Rider’s good fortune continued in the first half of its doubleheader against Niagara. Strong starting pitching and a late offensive explosion gave the Broncs a second-straight victory. 

Junior pitcher Pete Soporowski started for Rider and dominated throughout his seven and two-thirds innings of work. Soporowski let up three earned runs throughout his start, striking out a career-high 15 batters during his work.

“You can’t ask for anything better than what we got today from our starters,” Head Coach Barry Davis said.  “[Soporowski] had 15 strikeouts. He got a little tired at the end there, but he picked up where he left off in California.” 

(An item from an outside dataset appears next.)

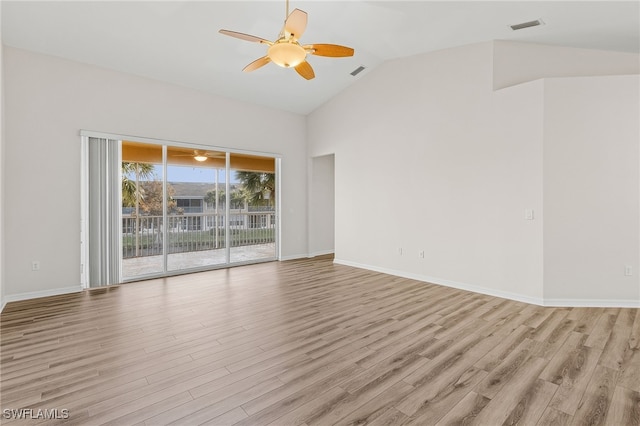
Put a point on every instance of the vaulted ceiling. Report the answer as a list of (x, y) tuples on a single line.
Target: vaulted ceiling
[(178, 41)]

Soporowski tossed eight strikeouts, only letting up one run in a 5-1 Rider victory over UC Riverside on March 8. 

The Broncs struggled early against Niagara, only amassing two hits in the first five innings. With the game tied, 2-2, in the bottom half of the sixth, junior outfielder Jack Peterson blasted a two-run homerun, his first of the year, to give Rider a 4-2 lead over Niagara.

From there, the Broncs didn’t look back. With Rider holding a one-run lead going into the bottom of the eighth, the Broncs exploded for seven runs, highlighted by a two-run double by Ionta. The Purple Eagles went scoreless in the ninth to give Rider a 13-5 victory in the first half of the doubleheader.

The second game of the day proved to be the exact opposite, with only one run scored between both teams. 

Matthew Brash and sophomore Vincent Vitacco got the starting nods for Niagara and Rider respectively. Both starters went the distance, each pitching all seven innings of that game.

During his performance, Vitacco let up seven hits while striking out five batters, and allowed one run in the third inning. 

The rubber game of the set between Rider and the Purple Eagles was a high-scoring affair, scoring a combined 21 runs during the game.

After an early offensive onslaught from Niagara, the Broncs found themselves down 8-0 going into the home half of the fourth inning. Peterson’s hot bat came up big once again, driving in Rider’s first run of the game and driving in three more in later innings.

“It has a lot to do with continuous repetition and a positive mindset,” Peterson said about his recent hitting success. “During our California trip, I really struggled with timing and being over anxious at the plate. I was getting behind early and putting myself in a hole.”

Peterson got himself out of that hole against Niagara, hitting three home runs and driving home six in those three games. His three home runs and 16 RBI this season ranks second in each category for Rider, only trailing senior first baseman Riley Mihalik in both categories.

Despite a season-high 17 team hits, the Broncs ultimately fell to the Purple Eagles in the third game, 12-9.

Though Rider’s bats weren’t enough to will them to a series victory, Davis sees promise in the Broncs’ offense.

“This team, unlike every other team I’ve ever had here, is the most positive, enthusiastic group in the dugout,” Davis said. “We stayed in the game and they battled. They believed in themselves and what you saw was a result of their enthusiasm. I think you’ll continue to see that moving forward.”